If you're one of those whose nose is acceptably not always implanted on the screen of their phone, imagine yourself waiting inside a restaurant to be seated. Look around. Look at the people sitting next to you or those standing with their family or friends. What do you see?

Do you see something very familiar? Something that's constantly becoming a trend, for the lack of a better term, in this new age of digital society. A familiar setting that's constantly sweeping across America's culture and fast becoming an acceptable norm in the unwritten law of socializing, or better yet, the unsocializing of one's self from the here and now.

A trend far-reaching like its seamless Internet provider
As like the effervescent effect of PDA (Public Display of Affection), we too are so imbibed with our own attachment to our phones and its visually hypnotic screens that the world around us seem to disappear and we are transformed into a world where it's just you and your phone and the internet - and you simply can't care less! Like a love-triangle that you can consummate anytime, anywhere, because you can, and it's okay. Or Is it?

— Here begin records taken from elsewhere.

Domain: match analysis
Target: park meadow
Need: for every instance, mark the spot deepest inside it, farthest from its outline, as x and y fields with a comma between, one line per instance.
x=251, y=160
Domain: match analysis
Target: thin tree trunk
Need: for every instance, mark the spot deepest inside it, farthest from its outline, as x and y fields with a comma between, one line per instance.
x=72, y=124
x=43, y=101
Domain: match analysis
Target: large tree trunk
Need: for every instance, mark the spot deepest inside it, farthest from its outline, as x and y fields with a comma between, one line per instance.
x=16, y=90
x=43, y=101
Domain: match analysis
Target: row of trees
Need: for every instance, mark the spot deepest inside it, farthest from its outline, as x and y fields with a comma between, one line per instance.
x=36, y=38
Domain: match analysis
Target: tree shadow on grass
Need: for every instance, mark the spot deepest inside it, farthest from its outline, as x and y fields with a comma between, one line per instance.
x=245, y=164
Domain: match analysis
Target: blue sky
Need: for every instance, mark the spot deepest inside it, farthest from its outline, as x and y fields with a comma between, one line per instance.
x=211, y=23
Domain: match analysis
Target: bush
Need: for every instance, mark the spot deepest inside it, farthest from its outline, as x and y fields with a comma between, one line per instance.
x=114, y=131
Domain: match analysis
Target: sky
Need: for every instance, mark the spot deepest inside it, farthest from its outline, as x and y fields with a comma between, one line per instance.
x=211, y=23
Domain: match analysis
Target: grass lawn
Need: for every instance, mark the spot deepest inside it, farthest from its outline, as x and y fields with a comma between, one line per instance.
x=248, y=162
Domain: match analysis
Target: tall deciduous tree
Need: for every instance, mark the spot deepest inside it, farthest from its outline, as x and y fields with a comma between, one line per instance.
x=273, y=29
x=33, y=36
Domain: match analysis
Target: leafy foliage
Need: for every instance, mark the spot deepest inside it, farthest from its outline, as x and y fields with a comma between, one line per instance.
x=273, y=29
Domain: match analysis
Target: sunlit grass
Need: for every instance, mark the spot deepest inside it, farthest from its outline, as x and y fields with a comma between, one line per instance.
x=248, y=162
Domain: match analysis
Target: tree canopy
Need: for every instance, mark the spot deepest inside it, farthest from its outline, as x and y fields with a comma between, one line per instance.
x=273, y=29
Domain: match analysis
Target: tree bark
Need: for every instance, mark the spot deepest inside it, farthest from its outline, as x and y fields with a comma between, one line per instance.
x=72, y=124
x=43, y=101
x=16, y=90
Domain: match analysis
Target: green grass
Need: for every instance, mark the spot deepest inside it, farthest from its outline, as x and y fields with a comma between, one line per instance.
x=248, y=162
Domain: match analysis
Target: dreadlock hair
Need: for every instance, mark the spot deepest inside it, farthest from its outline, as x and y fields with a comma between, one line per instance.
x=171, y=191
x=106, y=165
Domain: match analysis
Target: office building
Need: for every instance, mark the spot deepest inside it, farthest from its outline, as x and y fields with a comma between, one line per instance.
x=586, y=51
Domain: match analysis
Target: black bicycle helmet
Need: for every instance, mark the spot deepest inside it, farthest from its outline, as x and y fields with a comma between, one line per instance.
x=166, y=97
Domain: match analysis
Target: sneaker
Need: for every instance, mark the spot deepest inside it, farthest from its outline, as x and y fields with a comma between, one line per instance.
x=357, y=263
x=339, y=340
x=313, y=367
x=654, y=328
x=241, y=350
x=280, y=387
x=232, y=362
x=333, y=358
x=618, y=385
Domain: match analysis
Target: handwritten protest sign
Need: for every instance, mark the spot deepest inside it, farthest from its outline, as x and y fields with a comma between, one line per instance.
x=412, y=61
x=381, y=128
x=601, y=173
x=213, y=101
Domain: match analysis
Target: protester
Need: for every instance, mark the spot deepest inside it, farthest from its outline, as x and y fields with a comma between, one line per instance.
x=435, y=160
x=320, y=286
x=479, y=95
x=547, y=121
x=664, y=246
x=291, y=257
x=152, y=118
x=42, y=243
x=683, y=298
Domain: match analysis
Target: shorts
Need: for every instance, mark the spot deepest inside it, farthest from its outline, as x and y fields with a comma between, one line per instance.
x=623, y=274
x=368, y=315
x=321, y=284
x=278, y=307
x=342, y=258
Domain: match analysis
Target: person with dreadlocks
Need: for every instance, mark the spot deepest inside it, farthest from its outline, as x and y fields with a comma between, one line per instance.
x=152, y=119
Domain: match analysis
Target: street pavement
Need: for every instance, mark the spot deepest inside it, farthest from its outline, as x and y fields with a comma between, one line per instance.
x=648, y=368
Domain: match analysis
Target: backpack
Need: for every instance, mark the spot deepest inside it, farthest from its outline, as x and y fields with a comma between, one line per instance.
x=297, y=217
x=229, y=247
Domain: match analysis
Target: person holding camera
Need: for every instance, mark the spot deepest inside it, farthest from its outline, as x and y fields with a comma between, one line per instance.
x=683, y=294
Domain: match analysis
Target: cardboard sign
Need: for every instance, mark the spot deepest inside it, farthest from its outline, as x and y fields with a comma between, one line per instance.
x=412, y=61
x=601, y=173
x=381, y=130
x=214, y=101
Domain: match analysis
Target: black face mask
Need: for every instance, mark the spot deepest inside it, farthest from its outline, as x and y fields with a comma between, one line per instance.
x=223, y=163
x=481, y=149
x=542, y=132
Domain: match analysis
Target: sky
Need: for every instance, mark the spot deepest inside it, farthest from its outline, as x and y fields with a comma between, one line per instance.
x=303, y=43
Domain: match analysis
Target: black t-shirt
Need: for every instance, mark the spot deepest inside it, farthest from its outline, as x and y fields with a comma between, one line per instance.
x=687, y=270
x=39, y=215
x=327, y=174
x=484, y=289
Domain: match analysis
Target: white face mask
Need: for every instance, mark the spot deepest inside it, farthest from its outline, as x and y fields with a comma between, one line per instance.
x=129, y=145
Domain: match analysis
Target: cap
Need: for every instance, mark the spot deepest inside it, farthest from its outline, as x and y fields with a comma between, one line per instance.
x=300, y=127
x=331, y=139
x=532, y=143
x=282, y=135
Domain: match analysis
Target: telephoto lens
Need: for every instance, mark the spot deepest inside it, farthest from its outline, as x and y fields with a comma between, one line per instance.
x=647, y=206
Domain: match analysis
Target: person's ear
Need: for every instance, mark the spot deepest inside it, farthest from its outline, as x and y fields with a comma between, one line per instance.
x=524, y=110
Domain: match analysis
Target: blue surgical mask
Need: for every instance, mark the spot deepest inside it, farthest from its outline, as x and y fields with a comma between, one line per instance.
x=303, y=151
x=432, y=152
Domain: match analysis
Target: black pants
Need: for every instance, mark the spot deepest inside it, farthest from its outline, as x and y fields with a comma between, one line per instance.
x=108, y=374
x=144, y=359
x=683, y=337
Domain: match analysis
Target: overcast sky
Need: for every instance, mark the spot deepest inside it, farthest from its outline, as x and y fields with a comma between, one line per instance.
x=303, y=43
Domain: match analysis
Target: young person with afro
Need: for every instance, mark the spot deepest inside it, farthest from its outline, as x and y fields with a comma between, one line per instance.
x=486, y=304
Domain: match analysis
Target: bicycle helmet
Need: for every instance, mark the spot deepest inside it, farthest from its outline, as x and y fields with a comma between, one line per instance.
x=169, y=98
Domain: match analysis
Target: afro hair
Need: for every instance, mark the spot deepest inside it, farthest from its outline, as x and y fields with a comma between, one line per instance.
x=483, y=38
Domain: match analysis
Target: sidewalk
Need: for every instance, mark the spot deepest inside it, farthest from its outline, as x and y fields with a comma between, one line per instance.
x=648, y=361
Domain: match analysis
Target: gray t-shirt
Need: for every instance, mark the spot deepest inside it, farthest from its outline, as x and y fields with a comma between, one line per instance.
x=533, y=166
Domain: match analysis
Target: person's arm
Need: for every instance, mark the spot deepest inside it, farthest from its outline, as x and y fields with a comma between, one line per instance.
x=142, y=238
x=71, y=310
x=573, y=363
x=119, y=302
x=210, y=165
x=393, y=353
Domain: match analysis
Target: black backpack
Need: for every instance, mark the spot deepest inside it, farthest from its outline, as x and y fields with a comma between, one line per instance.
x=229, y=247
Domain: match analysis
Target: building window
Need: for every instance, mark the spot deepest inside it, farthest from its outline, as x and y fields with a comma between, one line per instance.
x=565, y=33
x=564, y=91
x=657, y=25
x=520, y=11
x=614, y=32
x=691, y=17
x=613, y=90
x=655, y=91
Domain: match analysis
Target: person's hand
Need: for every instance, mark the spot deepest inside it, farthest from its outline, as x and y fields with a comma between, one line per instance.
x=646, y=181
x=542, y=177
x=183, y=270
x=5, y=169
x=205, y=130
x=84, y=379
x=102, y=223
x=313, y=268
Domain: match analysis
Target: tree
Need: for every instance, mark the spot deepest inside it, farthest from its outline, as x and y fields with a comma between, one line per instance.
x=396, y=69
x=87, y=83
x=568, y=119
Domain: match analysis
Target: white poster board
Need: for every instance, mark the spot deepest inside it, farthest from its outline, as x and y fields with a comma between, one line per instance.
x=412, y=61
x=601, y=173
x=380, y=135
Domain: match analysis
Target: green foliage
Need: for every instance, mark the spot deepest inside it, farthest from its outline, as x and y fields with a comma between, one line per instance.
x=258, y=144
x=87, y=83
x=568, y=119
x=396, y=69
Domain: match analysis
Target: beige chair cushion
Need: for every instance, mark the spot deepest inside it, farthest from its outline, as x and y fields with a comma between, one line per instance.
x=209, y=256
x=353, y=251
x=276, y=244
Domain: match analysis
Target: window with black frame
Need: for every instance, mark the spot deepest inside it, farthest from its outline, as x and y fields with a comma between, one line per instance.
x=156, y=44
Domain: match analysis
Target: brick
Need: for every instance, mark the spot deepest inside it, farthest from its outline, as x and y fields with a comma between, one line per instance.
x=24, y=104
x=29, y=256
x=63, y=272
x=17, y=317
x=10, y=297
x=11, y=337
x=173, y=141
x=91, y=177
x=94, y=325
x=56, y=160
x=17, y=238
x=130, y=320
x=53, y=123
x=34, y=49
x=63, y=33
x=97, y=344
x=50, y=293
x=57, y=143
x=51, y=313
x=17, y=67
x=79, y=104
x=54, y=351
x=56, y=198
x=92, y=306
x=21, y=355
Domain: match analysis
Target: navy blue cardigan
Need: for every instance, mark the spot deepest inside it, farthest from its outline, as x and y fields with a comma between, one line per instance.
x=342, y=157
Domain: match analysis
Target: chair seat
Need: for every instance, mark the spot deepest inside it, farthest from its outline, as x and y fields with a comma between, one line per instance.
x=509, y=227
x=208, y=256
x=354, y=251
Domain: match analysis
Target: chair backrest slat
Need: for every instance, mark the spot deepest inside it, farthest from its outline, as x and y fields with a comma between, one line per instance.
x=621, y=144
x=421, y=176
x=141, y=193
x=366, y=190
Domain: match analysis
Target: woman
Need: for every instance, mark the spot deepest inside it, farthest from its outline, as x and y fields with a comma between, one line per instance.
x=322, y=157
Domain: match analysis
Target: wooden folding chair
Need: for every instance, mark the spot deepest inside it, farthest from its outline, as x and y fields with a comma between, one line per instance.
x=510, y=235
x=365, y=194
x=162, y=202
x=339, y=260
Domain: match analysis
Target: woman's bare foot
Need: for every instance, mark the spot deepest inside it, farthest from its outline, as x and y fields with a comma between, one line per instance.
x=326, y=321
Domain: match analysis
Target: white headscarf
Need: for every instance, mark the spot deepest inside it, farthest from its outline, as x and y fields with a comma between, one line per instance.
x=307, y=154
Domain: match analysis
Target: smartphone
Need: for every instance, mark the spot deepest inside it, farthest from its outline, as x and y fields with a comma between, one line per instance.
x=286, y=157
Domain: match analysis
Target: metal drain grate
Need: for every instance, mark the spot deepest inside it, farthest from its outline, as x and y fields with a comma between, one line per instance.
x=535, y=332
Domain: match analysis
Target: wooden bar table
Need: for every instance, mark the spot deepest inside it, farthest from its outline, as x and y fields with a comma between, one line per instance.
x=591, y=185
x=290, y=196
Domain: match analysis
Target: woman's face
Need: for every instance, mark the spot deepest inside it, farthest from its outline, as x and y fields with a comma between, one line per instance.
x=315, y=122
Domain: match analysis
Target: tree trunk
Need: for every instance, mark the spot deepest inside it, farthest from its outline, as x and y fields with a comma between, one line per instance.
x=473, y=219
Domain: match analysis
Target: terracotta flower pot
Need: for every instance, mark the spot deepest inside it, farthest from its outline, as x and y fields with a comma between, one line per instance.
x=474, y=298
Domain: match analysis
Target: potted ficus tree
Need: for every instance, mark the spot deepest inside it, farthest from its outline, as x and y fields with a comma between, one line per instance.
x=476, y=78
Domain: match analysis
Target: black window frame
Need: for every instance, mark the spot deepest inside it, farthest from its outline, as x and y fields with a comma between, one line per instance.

Our PDA with our gadgets, sadly, is not just confined in the four walls of public spaces any longer. It has burrowed its grasps into our homes and into our dining tables. A battle that if not fought with dedication will soon find itself victorious!

An example. When was the last time you Google hangout, text or chatted with a member of your family who is in the next room, beside you or upstairs to get a message across and sometimes even while you're in the bathroom?

A society of Cybermen
Thanks or no thanks to technology. Our society is becoming more and more like Cybermen. Our everyday lives is constantly ruled and plagued by the power of technology. From waking up to an Alarm app to an alert notification from your calendar app to asking Google the answers to your everyday problems! 

Yes Google. "Ok Google why is my husband annoying?" 
Don't say you've never attempted to ask!

Gadgetism supported by stats
According to a new data by Pew Research on mobile technology for 2014, it shows that our addiction to gadgets as our go-to-communication device is by far increasing.
  • 90% of American adults have a cell phone (up by 4% from 2012)
  • 58% of these are smartphones
  • While 32% of American adults own an e-reader
  • And 42% of American adults own a tablet computer

Teens and Gadgetism
  • 78% of Teens from 12-17 owns a phone 
  • 37% of these are smartphones (up by 23% from 2011)
  • 23% owns a tablet computer
  • And 74% accesses the internet on cellphones, tablets and other devices

Symptoms of Gadgetism
  • 67%  check their phone for messages, alerts, or calls - even in the absence of an alert notifications.
  • While 44%  sleep with their phone next to their bed, wanting to make sure they wouldn't miss any calls, text messages, or other updates during the night.
  • And 29% say about their cell phones as “something they can’t imagine living without.”

Adhesive lure of Gadgetism
  • Ease of Organizing. 41% coordinate a meeting or get-together using their device.
  • Troubleshooting. 35%  solve an unexpected problem that they or someone else had encountered.
  • Decision-making. 30%  decide whether to visit a business, such as a restaurant by checking reviews.
  • Win an argument. 27%  find specific information to help settle an argument they were having.
  • Updates. 23% look up a score of a favorite sporting event.
  • While 20% get up-to-the-minute traffic or public transit information to find the fastest way to get somewhere.
  • And  19% get help in an emergency situation.

Power of Intervention
While these numbers clearly shows there's no stopping Gadgetism in our society and it's here to stay, we can minimize its impact by eliciting certain rules culminating in our own homes. To establish gadget-free days or even hours assigned to special family times with a prominent no-tech-policy imposed - all this to take back socializing to its righteous place - in the land of the living. Not in the world of Matrix and keystrokes.

Editor's note: This data doesn't even include children younger than 12 who already owns a phone - my 9 year old included - which shows that gadgetism have infiltrated our culture and this current generation with stats far higher than the numbers we see.